En préambule, il convient de rester très humble dans l’estimation des conséquences économiques de la guerre en Ukraine. En effet, les impacts dépendent pour une large mesure de l’évolution du prix des matières premières, très volatiles, et de la situation géopolitique, elle-même très incertaine.

En termes de méthode d’analyse, nous suggérons de distinguer les impacts de premier tour, à savoir sur les prochains mois, des effets de second tour après une stabilisation de la situation géopolitique. Cette stabilisation ne correspond pas forcément à la fin du conflit qui va probablement durer, mais à un moment où l’escalade est suspendue.

1 Les impacts de 1er tour : un « épisode de stagflation »

Le risque économique transite via trois canaux : le canal commercial (les sanctions économiques), le canal des incertitudes (confiance des agents économiques et conditions financières) et surtout, le canal des matières premières (pétrole, gaz et produits agricoles). Nos estimations reposent sur le choix méthodologique de retenir l’hypothèse d’une forte élasticité de la croissance économique aux variations du prix des matières premières. Cette hypothèse traduit à la fois le fait que la hausse des prix est simultanée sur toutes les matières premières et le fait que ces hausses constituent des « chocs » et non des augmentations progressives.

Sur la base du cours actuel des matières premières (prix du Brent à 115USD) et des tensions sur les conditions financières, nous estimons que la crise ukrainienne coûte d’ores-et-déjà 1,5% de croissance à la Zone euro en 2022[1]. Dans le cas d’un scénario plus adverse intégrant une hausse supplémentaire du baril de pétrole (à 130 USD) et surtout, une détérioration plus prononcée des conditions financières (équivalente à celle du printemps 2020), la croissance européenne subirait un ralentissement plus marqué de l’ordre de 3% de PIB. Dit autrement, si cette crise géopolitique ne provoque une récession sur la croissance annuelle, une séquence négative au second semestre est tout à fait possible. La hausse combinée du cours du pétrole et des produits agricoles nous conduit d’ores-et-déjà à envisager une inflation en Zone euro à 5.5% en 2022 et à 3% en 2023. La combinaison d’un ralentissement de la croissance avec une hausse de l’inflation conduit à évoquer un « épisode de stagflation ».

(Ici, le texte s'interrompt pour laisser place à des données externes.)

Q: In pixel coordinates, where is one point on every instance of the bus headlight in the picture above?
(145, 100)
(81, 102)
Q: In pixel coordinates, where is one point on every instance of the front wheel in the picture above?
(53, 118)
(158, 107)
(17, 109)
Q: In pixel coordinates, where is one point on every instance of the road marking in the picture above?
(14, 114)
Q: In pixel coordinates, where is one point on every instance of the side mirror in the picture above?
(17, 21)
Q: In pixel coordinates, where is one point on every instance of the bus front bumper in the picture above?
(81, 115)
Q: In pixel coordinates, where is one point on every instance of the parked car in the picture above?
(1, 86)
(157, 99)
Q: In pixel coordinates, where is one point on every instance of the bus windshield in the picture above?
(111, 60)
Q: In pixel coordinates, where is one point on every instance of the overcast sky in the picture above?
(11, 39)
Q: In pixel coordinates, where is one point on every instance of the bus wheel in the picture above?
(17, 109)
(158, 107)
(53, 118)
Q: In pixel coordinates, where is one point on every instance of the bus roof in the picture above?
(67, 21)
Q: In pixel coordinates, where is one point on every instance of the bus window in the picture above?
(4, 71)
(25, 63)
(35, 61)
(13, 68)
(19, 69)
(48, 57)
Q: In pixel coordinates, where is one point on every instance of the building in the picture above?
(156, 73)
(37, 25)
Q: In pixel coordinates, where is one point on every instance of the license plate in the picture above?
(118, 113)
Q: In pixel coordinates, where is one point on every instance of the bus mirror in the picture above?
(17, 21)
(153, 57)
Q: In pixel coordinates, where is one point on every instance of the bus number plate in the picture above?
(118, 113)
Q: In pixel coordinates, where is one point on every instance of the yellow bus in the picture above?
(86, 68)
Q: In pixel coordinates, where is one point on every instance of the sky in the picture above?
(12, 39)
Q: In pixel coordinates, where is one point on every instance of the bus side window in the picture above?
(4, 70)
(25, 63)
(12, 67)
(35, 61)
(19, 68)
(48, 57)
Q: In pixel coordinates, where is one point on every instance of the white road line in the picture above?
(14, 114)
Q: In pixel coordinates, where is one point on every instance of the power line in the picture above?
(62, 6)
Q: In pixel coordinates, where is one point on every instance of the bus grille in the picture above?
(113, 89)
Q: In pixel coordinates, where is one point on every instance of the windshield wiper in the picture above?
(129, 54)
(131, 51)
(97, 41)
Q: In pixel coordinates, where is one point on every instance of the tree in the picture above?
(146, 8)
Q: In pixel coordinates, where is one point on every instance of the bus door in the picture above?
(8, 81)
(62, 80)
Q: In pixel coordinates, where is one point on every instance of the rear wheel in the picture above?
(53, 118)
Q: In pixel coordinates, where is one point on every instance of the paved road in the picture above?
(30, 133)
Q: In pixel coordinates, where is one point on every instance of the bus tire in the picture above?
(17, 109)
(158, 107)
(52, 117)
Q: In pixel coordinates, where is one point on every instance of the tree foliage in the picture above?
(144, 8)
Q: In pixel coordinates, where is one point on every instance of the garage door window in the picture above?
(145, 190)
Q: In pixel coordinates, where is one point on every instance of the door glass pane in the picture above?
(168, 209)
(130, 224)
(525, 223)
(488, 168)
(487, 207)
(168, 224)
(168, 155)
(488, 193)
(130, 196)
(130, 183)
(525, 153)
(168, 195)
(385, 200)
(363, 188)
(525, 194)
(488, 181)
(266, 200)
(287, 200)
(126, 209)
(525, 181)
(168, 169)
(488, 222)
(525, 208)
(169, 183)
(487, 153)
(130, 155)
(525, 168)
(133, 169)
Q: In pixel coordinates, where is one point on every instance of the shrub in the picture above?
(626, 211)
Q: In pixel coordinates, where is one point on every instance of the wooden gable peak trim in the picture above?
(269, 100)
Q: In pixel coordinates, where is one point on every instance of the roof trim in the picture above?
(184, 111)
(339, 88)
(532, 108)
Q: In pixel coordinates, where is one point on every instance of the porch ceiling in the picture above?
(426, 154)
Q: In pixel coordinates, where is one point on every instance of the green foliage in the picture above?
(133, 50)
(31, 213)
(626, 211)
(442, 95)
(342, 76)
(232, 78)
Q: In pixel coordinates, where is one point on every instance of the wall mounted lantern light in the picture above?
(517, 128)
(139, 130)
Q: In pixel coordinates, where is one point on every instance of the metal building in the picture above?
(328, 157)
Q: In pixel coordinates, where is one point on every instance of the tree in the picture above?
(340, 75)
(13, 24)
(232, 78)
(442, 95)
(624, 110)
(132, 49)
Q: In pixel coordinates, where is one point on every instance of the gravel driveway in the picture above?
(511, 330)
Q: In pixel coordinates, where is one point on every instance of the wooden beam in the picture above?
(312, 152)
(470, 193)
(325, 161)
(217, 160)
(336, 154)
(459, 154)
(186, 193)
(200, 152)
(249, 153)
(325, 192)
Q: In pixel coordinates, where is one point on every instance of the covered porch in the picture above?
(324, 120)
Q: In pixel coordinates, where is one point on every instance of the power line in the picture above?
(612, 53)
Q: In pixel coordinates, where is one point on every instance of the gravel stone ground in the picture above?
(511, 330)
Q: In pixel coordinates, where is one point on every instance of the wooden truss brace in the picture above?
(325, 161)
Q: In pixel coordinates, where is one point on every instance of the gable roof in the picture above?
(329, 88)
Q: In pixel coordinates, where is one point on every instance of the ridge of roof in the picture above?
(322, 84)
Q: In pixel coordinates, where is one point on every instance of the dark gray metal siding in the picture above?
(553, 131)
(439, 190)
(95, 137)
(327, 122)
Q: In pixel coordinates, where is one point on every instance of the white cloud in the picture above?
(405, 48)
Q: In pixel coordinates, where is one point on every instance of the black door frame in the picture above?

La crise ukrainienne est d’abord un défi pour l’Europe. A ce stade, les États-Unis sont beaucoup moins affectés par le canal des matières premières en raison de leur quasi-indépendance stratégique : la production de pétrole est désormais aussi forte que la consommation. La hausse du prix du pétrole et du gaz coûte environ 0,5% de PIB, ce qui ramène désormais la croissance américaine en 2022 à 3.5%. Cependant, cette croissance sera beaucoup plus affectée en cas de détérioration des conditions financières via les « effets richesses » : en effet, les données mensuelles de consommation sont très vulnérables aux variations boursières. Nous réhaussons également notre prévision sur l’inflation aux États-Unis à 6.5% en 2022 et 4.5% en 2023

2 Les impacts de 2nd tour : « alternance de reflation et de stagflation »

2.1 Ne pas sous-estimer les ressorts de la croissance

Une fois le climat géopolitique stabilisé, la croissance rebondira portée par 3 leviers : i) le besoin de reconstituer des stocks historiquement très bas, ii) les soutiens publics qui donnent une impulsion à l’investissement privé et iii) les réserves d’épargne notamment chez le consommateur américain (2500 milliards USD), consommateur en dernier ressort dans l’économie mondiale.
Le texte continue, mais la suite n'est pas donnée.